It's war on wife-beaters

By GEORGE PASCOE-WATSON
Deputy Political Editor

Published: 16 Jun 2003

The Sun

WIFE-BEATERS who breach court orders will get a criminal record in a domestic violence crackdown, it was revealed yesterday. Home Secretary David Blunkett will beef up laws to stop the thugs escaping justice. They will now face jail for breaching orders which ban them from abusing or harassing their partners again. Breaching the order is currently not a criminal offence. At present an injunction has to be brought before they face the threat of a prison sentence. That will no longer be necessary under the new laws. Mr Blunkett will close the loophole on non-molestation and occupation orders with the first changes in domestic violence law for 30 years. A Government insider said: "Women need protection. They need to feel the law of the land is there to ensure they have peace and security.“There are major loopholes that are exploited by brutish men all the time. That must stop."

Non-molestation orders are issued in the majority of domestic violence cases.

They forbid thugs who abuse and harass their former girlfriends and wives but have not been convicted of assault from reoffending.

Occupation orders ban them from moving into the same area as their ex-partner.

But every day women’s lives are made a misery by men who openly ignore the orders.

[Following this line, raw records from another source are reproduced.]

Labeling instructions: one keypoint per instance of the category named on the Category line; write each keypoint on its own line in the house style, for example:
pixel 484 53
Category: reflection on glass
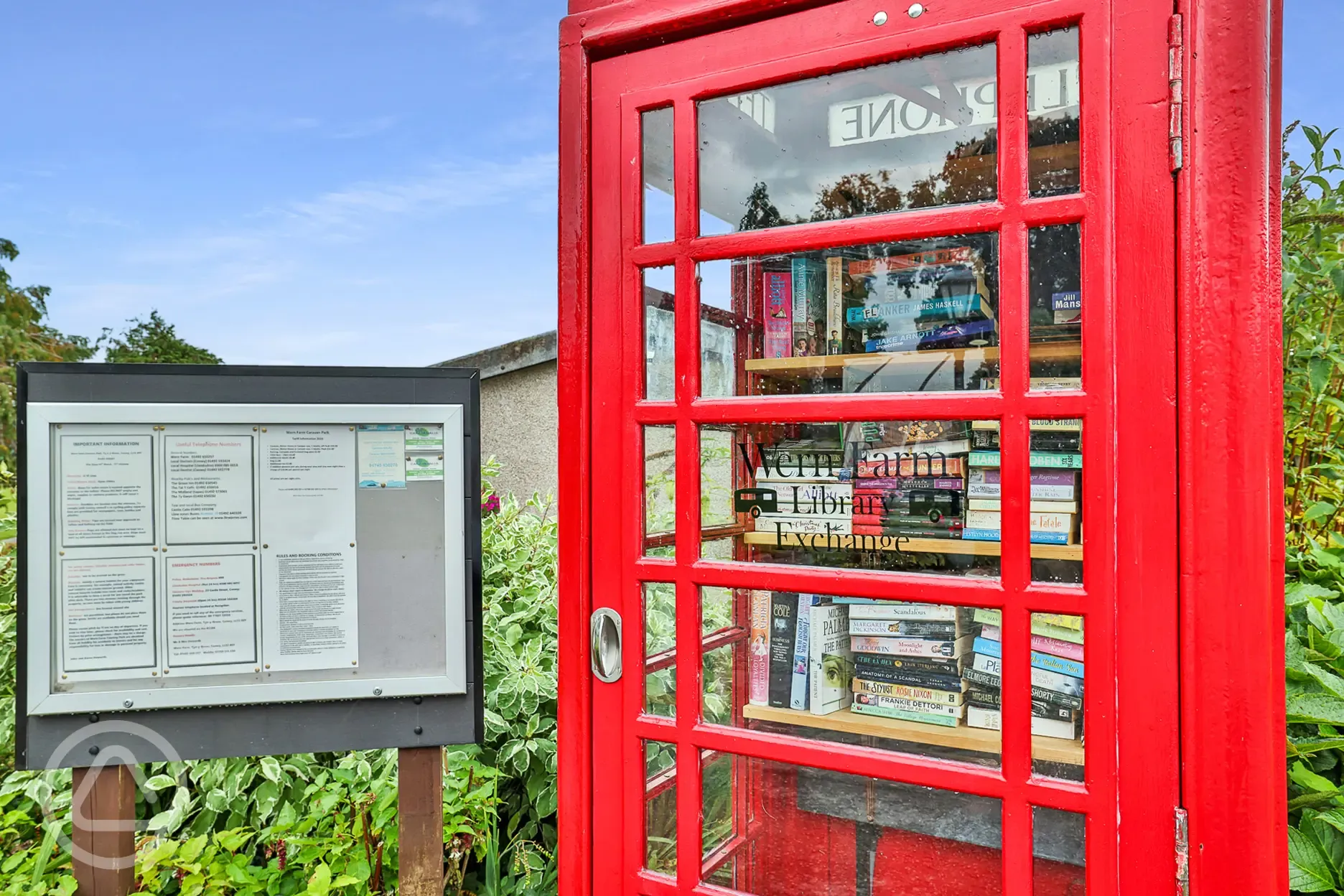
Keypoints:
pixel 659 333
pixel 1057 695
pixel 1057 500
pixel 661 649
pixel 1053 108
pixel 1057 307
pixel 915 316
pixel 659 490
pixel 1060 844
pixel 903 135
pixel 877 495
pixel 906 840
pixel 659 206
pixel 661 806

Few ever go to jail unless an injunction is taken out and they ignore it. Courts will get the power to jail repeat offenders.

Currently there is no stigma attached to breaking the orders because the offences are not classed as crimes.

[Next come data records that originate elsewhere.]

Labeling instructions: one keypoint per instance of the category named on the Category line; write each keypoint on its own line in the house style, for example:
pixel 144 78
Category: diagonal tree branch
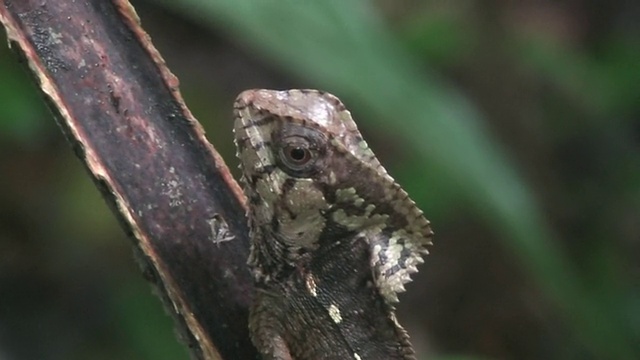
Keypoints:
pixel 121 110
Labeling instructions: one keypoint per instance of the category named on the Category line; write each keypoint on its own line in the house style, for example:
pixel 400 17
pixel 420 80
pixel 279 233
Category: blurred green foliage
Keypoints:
pixel 514 117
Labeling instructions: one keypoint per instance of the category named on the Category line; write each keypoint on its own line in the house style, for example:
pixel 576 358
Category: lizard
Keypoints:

Carrying a criminal record prevents people from travelling to certain countries. And it can also ruin their careers.

The loophole dramatically undermines victims’ faith in the criminal justice system.

And experts say it often makes the problem worse when the man takes revenge for being brought to court.

Mr Blunkett will introduce the measure in a green paper on Wednesday and he aims to bring in a Bill in the autumn.

A new domestic violence register will also be introduced.

Men convicted of assaulting partners will have to sign it.

Their names and addresses will be logged and they will be forced to inform authorities every time they move.

Research has shown domestic abuse accounts for one quarter of all violent crime in Britain. Two women are killed every week by a partner or an ex.